Cerca de 2 milhões de brasileiros trabalham com aplicativos em 2025

Em 2025, aproximadamente 2 milhões de brasileiros atuaram por meio de aplicativos, segundo a Pesquisa Nacional por Amostra de Domicílios (Pnad) Contínua, divulgada nesta sexta-feira (4) pelo Instituto Brasileiro de Geografia e Estatística (IBGE). A maioria desses trabalhadores é autônoma, com jornadas semanais superiores às de outros empregados do setor privado, além de apresentarem uma remuneração por hora inferior.

A pesquisa revelou que 1,959 milhão de trabalhadores, representando 1,9% do total de ocupados no país, foram classificados como “plataformizados”. Desses, cerca de 1,2 milhão utilizam aplicativos de transporte de passageiros, como Uber e 99, o que equivale a 58,9% do total. Outros 376 mil atuam como entregadores para plataformas como Rappi e iFood, representando 19,2% do total de plataformizados.

O estudo também incluiu 313 mil trabalhadores em serviços gerais ou profissionais que utilizam plataformas digitais, o que corresponde a 16% do total de plataformizados. A pesquisa mostrou que a categoria de transporte, armazenagem e correios tem a maior participação de trabalhadores que utilizam aplicativos, com 75% deste setor dependente das plataformas digitais.

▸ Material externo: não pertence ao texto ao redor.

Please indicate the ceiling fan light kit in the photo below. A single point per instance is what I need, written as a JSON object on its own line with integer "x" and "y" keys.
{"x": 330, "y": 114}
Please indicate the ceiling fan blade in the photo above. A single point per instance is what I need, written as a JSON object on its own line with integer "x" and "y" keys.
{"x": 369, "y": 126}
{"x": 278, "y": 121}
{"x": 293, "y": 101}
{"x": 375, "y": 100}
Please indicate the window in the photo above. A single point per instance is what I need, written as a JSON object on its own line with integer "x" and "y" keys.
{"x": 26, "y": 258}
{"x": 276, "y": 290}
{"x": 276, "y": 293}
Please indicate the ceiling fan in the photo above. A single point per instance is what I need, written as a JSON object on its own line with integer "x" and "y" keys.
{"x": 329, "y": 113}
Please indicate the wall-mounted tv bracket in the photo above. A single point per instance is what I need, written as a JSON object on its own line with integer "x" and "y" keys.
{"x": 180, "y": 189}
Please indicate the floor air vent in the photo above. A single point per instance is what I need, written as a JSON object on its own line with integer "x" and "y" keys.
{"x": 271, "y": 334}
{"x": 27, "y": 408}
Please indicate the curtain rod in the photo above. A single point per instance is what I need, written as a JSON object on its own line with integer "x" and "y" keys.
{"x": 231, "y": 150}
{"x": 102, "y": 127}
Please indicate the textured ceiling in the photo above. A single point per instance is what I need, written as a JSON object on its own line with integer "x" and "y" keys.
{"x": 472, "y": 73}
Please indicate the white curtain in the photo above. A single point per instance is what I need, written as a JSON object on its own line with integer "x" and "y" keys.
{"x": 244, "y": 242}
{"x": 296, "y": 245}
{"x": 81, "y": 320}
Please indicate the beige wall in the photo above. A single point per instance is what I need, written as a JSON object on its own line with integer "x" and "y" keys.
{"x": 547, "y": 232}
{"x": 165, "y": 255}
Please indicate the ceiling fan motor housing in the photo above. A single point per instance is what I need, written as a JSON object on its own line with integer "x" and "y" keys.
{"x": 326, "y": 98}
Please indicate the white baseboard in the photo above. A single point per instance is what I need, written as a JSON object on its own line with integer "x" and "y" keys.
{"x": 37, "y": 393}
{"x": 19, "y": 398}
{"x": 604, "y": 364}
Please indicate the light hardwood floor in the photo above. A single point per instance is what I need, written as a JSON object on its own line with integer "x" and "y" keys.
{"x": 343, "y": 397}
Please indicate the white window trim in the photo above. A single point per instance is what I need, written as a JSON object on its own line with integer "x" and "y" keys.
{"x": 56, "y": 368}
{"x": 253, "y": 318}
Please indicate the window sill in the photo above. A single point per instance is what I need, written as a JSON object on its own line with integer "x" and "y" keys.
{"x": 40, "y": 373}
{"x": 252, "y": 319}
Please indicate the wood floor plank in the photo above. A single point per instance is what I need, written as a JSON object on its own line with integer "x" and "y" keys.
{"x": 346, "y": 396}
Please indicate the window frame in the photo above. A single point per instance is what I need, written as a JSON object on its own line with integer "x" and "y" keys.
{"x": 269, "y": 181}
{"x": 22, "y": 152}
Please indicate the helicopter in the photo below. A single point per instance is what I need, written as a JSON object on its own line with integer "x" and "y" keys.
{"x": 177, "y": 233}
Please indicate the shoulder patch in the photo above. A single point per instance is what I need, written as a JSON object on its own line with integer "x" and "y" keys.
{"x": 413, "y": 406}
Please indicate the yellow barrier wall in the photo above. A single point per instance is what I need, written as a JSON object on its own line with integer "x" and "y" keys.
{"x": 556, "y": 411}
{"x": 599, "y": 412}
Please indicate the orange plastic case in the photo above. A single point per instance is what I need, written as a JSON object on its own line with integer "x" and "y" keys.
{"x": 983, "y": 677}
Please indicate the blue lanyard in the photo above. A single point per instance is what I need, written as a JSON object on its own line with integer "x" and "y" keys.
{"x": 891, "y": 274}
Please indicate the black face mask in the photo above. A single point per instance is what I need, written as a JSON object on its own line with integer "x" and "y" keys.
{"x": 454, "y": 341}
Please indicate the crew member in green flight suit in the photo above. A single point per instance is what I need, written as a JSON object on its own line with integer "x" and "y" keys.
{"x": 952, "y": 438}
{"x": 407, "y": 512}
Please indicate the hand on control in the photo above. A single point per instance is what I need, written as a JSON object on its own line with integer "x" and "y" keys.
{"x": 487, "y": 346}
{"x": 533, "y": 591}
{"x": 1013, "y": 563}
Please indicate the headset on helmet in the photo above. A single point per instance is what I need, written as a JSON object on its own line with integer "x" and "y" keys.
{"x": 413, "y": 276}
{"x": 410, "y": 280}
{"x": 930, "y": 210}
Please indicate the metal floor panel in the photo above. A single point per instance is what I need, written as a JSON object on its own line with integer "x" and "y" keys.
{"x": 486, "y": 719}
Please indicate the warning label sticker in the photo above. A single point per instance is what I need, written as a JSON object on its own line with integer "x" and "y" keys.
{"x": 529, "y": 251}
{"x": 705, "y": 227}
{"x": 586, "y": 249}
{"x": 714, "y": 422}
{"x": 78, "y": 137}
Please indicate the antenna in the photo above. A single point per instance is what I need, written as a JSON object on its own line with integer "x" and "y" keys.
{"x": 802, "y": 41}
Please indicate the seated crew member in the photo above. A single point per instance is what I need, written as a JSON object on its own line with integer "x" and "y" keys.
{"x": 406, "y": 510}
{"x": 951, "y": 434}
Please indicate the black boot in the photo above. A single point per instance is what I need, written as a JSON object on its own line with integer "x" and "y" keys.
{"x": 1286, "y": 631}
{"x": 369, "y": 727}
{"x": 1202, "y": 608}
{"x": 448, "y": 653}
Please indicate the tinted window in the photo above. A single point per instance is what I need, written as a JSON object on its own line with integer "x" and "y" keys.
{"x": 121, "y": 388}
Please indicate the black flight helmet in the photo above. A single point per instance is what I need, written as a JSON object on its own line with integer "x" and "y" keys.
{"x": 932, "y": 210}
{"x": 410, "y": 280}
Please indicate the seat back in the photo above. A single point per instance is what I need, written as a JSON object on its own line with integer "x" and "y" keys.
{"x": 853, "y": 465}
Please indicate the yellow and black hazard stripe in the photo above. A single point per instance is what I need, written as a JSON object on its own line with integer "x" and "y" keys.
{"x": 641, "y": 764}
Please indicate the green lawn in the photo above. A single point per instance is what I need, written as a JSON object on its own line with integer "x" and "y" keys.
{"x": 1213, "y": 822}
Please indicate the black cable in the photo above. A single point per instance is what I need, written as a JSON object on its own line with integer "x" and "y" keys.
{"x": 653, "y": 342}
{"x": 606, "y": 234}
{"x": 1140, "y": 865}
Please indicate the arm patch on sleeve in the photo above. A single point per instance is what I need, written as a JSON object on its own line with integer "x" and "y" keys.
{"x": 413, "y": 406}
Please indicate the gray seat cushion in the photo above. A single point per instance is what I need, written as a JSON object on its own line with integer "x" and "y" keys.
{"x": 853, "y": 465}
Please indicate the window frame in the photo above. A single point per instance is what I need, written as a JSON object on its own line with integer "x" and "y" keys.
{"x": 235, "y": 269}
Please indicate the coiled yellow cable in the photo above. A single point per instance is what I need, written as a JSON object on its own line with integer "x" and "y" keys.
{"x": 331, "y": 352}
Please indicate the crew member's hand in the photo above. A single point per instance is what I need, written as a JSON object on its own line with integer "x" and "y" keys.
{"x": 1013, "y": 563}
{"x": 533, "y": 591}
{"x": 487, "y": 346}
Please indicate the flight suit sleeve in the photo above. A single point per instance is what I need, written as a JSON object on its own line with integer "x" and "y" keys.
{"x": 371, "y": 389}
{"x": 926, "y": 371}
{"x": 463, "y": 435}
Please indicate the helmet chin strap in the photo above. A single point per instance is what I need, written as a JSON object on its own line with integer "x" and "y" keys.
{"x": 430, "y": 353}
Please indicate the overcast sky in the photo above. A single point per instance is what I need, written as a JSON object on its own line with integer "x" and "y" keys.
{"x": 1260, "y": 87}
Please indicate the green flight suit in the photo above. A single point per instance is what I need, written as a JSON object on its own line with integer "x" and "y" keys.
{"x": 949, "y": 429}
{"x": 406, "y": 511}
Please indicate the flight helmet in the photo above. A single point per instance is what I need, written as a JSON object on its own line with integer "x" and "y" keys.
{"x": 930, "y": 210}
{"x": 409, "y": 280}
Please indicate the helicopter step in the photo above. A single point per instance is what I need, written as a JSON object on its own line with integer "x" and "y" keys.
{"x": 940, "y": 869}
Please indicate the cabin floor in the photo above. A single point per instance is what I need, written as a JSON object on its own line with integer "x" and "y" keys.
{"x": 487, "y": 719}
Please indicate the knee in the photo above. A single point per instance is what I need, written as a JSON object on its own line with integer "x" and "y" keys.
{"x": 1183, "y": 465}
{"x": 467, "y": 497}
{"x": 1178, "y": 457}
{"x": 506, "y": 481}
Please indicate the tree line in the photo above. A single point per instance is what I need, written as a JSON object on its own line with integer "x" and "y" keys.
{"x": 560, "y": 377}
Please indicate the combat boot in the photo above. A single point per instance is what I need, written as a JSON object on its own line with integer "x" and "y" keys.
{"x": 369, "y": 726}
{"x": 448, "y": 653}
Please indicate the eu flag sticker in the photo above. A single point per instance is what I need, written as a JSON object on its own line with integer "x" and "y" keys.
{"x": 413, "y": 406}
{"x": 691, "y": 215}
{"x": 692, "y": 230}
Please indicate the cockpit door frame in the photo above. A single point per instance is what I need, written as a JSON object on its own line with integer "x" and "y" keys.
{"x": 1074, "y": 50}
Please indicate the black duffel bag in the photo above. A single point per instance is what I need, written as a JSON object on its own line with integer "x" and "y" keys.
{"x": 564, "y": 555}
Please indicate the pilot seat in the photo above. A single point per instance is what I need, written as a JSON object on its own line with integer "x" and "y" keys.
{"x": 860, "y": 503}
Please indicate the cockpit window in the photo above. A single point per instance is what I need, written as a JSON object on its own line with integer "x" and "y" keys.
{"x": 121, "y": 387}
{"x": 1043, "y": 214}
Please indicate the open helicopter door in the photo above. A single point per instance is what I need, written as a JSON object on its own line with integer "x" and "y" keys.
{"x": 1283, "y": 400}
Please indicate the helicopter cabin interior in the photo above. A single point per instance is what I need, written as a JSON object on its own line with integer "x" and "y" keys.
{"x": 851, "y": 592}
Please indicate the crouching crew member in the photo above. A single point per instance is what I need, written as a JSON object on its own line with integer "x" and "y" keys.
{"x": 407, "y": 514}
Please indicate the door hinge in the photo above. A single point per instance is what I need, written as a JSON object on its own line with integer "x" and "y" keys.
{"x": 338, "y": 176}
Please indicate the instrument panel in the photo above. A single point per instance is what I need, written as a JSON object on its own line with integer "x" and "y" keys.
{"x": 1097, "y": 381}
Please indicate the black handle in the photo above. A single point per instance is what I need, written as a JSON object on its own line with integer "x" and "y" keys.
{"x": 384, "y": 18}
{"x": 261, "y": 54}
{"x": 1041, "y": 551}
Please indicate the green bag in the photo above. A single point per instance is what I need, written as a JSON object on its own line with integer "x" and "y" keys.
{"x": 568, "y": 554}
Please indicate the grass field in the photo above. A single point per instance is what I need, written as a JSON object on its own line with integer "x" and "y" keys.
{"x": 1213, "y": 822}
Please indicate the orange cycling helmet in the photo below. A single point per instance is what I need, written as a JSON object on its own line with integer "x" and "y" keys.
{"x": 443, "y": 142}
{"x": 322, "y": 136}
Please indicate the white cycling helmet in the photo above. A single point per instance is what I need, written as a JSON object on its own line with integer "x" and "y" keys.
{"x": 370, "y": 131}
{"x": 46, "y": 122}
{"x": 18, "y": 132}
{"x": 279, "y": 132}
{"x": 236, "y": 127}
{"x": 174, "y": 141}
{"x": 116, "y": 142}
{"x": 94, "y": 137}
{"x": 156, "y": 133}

A Pnad sobre trabalho por plataforma ainda é considerada experimental, tendo sido realizada em anos anteriores, mas sem incluir trabalhadores que utilizam aplicativos apenas como renda complementar. Em 2025, o número de trabalhadores que dependem exclusivamente de aplicativos para sua renda principal foi de 1,8 milhão, um aumento em relação aos 1,3 milhão em 2022 e 1,7 milhão em 2024.

Entre os trabalhadores que utilizam aplicativos como ocupação principal, 84,4% são do sexo masculino e 47% têm entre 25 e 39 anos. A principal motivação para esse trabalho, especialmente entre motoristas e entregadores, é a dificuldade em encontrar outras oportunidades, seguida pela flexibilidade e melhores rendimentos em comparação a outras opções disponíveis.

Em termos de rendimento, os trabalhadores por aplicativo tiveram uma média mensal de R$ 3.147, similar aos R$ 3.148 dos não plataformizados. No entanto, a jornada semanal dos trabalhadores de aplicativos foi de 44,7 horas, maior que as 39,3 horas dos demais, resultando em um rendimento-hora médio de R$ 16,2, 12% inferior ao dos trabalhadores não plataformizados, que ganhavam R$ 18,4 por hora.

A pesquisa também destacou a informalidade entre os trabalhadores por aplicativo, com 72,1% sem registro formal e apenas 34% com cobertura previdenciária, enquanto entre os não plataformizados, esses números são de 42,7% e 63%, respectivamente.

Cerca de 86,8% dos trabalhadores por aplicativo se declararam autônomos. No entanto, muitos deles demonstram dependência das plataformas, com 80,2% dos motoristas afirmando que os valores pagos por tarefa dependem totalmente das plataformas digitais, assim como 78,3% dos entregadores. Um analista do IBGE ressaltou que esses trabalhadores possuem uma situação distinta dos autônomos tradicionais, devido à dependência em diversos aspectos em relação às plataformas.

A divulgação dos dados ocorre em um contexto de debate sobre a “uberização” do trabalho, com o Supremo Tribunal Federal (STF) adiando o julgamento sobre o reconhecimento do vínculo empregatício entre motoristas e plataformas digitais, uma questão que gera controvérsia entre trabalhadores e empresas do setor.